Volver al blog 7 de marzo de 2020 · Por Gaby Collado (docente, poeta y fallero)

La literatura en el mundo de las Fallas

La literatura en el mundo de las Fallas

Muy a menudo solemos decir que las Fallas son una fiesta efímera, que año tras año quema su monumento y vuelve a resurgir de nuevo como el ave fénix para empezar un nuevo ejercicio.

Posiblemente esta sea la percepción más habitual, tanto por parte de mucha gente de nuestro colectivo como de mucha gente de fuera. Pues bien, esa teoría no se puede considerar del todo cierta, porque con el paso de ese fuego purificador que es el emblema de la cultura valenciana, hay una parte de la fiesta de las Fallas que perdura en el tiempo, que perdura con el paso de los años y que es lo que queda grabado después del paso del fuego a ceniza, haciendo la historia de las Fallas más grande si cabe. Esta parte de la fiesta no es otra que nuestra literatura, la literatura fallera, cómo no, escrita en nuestro idioma, el valenciano.

Dentro de esta literatura podemos englobar la explicación de la falla o crítica sacada en cada monumento, el llibret, las poesías de las falleras mayores, y un largo etcétera que iremos desgranando poco a poco, para que se pueda ver la importancia de todos ellos, porque conservar nuestra literatura es hacer que se conserve en la memoria nuestra fiesta, teniendo documentos tangibles que demuestren todo lo que ha sucedido en cada ejercicio fallero.
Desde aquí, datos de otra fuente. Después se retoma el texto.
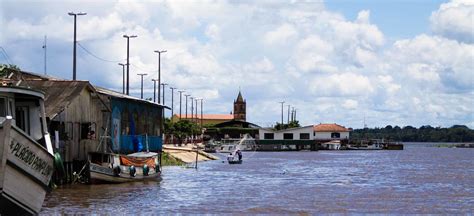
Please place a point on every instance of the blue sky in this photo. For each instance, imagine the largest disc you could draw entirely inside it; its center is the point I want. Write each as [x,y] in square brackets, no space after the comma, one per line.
[391,62]
[397,19]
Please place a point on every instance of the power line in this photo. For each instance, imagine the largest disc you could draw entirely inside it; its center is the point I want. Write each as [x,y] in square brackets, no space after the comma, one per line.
[97,57]
[150,71]
[5,54]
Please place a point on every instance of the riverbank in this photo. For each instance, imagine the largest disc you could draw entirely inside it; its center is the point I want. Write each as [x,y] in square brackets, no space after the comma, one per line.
[273,183]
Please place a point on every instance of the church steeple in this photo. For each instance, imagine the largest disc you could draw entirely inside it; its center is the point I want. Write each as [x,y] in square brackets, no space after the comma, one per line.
[240,98]
[240,108]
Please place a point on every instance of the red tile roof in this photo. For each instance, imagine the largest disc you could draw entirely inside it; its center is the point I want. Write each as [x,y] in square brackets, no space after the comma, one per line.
[329,128]
[209,116]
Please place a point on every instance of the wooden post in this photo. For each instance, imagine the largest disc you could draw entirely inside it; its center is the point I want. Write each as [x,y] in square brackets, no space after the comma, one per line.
[197,154]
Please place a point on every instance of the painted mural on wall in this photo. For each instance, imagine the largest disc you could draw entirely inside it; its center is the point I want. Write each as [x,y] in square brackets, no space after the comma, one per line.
[135,126]
[116,130]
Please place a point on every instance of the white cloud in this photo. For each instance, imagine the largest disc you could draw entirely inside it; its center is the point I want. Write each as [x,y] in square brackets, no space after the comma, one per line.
[455,20]
[280,35]
[350,104]
[345,84]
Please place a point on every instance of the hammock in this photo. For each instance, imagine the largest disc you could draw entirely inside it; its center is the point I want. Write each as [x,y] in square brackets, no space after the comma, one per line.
[137,161]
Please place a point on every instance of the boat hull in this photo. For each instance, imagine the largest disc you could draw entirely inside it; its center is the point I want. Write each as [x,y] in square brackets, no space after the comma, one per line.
[105,175]
[25,171]
[116,168]
[235,162]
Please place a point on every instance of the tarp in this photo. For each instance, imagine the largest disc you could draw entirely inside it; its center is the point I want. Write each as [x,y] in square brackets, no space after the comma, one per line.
[137,161]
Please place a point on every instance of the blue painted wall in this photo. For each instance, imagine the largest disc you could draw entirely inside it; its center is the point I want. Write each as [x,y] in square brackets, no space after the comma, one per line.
[134,125]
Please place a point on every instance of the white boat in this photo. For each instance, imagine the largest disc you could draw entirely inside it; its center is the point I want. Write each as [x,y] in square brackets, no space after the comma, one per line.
[118,168]
[374,144]
[26,153]
[247,143]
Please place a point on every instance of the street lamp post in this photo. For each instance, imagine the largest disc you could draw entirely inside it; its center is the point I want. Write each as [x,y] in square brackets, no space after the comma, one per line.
[196,99]
[292,114]
[123,77]
[172,101]
[141,94]
[74,45]
[186,107]
[159,72]
[164,84]
[180,93]
[154,89]
[128,60]
[192,109]
[282,113]
[201,112]
[288,114]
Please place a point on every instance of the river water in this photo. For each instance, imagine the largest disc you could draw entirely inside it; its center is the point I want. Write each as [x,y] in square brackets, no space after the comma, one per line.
[418,179]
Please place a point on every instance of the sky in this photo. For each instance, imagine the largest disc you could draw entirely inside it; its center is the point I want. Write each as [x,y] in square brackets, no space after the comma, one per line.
[349,62]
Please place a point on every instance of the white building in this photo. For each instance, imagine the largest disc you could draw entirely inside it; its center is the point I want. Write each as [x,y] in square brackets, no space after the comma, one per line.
[301,133]
[330,132]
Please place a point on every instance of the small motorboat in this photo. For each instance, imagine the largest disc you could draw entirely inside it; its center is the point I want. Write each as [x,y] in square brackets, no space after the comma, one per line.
[235,162]
[26,152]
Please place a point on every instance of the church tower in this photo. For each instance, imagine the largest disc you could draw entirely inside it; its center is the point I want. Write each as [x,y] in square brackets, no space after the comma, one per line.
[240,108]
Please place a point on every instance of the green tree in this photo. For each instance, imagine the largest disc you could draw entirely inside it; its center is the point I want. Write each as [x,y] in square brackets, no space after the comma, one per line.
[181,129]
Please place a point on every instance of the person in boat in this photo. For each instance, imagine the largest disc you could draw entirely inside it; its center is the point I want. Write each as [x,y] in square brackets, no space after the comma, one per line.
[230,157]
[239,153]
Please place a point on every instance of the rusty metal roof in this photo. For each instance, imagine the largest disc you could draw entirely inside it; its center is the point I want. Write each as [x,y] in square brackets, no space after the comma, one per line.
[127,97]
[330,128]
[58,93]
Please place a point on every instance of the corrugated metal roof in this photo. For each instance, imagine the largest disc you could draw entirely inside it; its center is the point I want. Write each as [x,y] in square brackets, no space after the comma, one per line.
[330,128]
[128,97]
[58,93]
[208,116]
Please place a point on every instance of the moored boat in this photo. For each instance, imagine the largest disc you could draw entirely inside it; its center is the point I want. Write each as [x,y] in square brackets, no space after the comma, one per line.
[247,143]
[26,153]
[118,168]
[235,162]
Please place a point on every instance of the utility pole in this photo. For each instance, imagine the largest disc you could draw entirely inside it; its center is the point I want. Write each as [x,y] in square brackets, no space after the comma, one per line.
[295,114]
[128,61]
[201,113]
[123,77]
[164,84]
[45,52]
[288,113]
[192,109]
[154,89]
[159,72]
[141,95]
[180,93]
[196,99]
[172,101]
[186,107]
[292,114]
[282,113]
[74,45]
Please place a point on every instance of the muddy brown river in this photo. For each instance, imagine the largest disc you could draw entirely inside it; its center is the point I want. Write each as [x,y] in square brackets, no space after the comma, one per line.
[419,179]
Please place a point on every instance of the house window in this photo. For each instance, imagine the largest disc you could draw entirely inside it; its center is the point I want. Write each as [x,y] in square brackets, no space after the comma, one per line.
[268,136]
[3,111]
[304,135]
[23,118]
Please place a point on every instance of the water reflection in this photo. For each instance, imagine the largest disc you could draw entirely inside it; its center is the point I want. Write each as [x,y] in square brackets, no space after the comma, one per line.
[416,180]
Empezaremos por la relación y explicación de la falla, o lo que es lo mismo, la crítica que cada comisión quiere mostrar. Las primeras explicaciones de las fallas de las que se tiene constancia estaban formadas por textos explicativos en forma de versos satíricos bastante mordaces que se colgaban en hojas sueltas en las paredes que rodeaban los cadafales. Estos textos se distribuían a través de librerías y copias manuscritas e incluso los vendían los niños de la falla alrededor de esta.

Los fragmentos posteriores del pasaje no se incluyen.